We can’t just expect our partners, friends, family, co-workers, or anyone around us to just know what we are thinking. We have to communicate our expectations very clearly. For example, if you am going to be working all week and you know you won’t have time to wash a load of laundry, and your work clothes are in there, you can’t just hope that you partner is going to wash clothes just because the laundry basket is getting full. While you might expect that they would, they might have 1000 other things on their mind and would have no idea that you needed those clothes washed. The same concept can be applied in numerous situations. You can’t expect a co-worker to pick up slack for you at the office when you are sick. You did not ask that co-worker for help, and just because you might automatically volunteer to help out, that doesn’t mean the co-worker has too. S/He might have a very heavy load right now and are unable to help. By assuming things are just going to happen, is setting you both up for frustration. You are going to be let down and they are not going to understand why, or are going to feel guilty that they didn’t volunteer to do whatever it was you were hoping. You never gave them the choice to help.
It is always a nice blessing when someone goes out of their way to do something nice for us. But we cannot put pressure on people to do that kind of thing all of the time. For one, it becomes less special when it’s happening all the time. Two, the pressure to preform and be wonderful all of the time is too demanding for anyone. People are just people, and they can’t be perfect 100% of the time. However, if you make your expectations very clear, there is less room for disappointment. If you simply say “Hey, friend/lover/sibling, would you mind doing X, Y, or Z” They have the opportunity to say yes they can, or no they can’t. Then you will know ahead of time if other arrangements need to be made. That’s not saying that sometimes they wont forget, or just simply wont do it, but that is a whole other issue. This way, at least they have a choice.
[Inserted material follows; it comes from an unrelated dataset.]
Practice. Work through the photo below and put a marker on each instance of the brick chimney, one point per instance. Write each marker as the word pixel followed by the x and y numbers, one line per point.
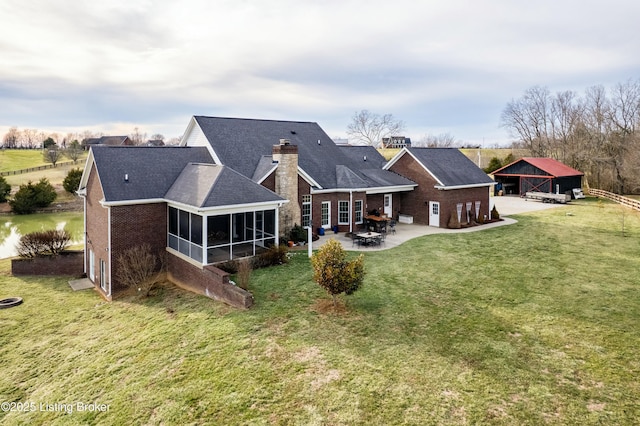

Bottom line, communication is key in all things. Don’t wait until you have put too much pressure on your partner to meet your unspoken demands to learn this lesson. They might break. Instead, talk about how you feel, talk about what you would want to happen in certain events, make sure people not only know you, but that they know your expectations. Don’t be afraid to ask for help. I promise you, it will make your relationships stronger, happier, and healthier.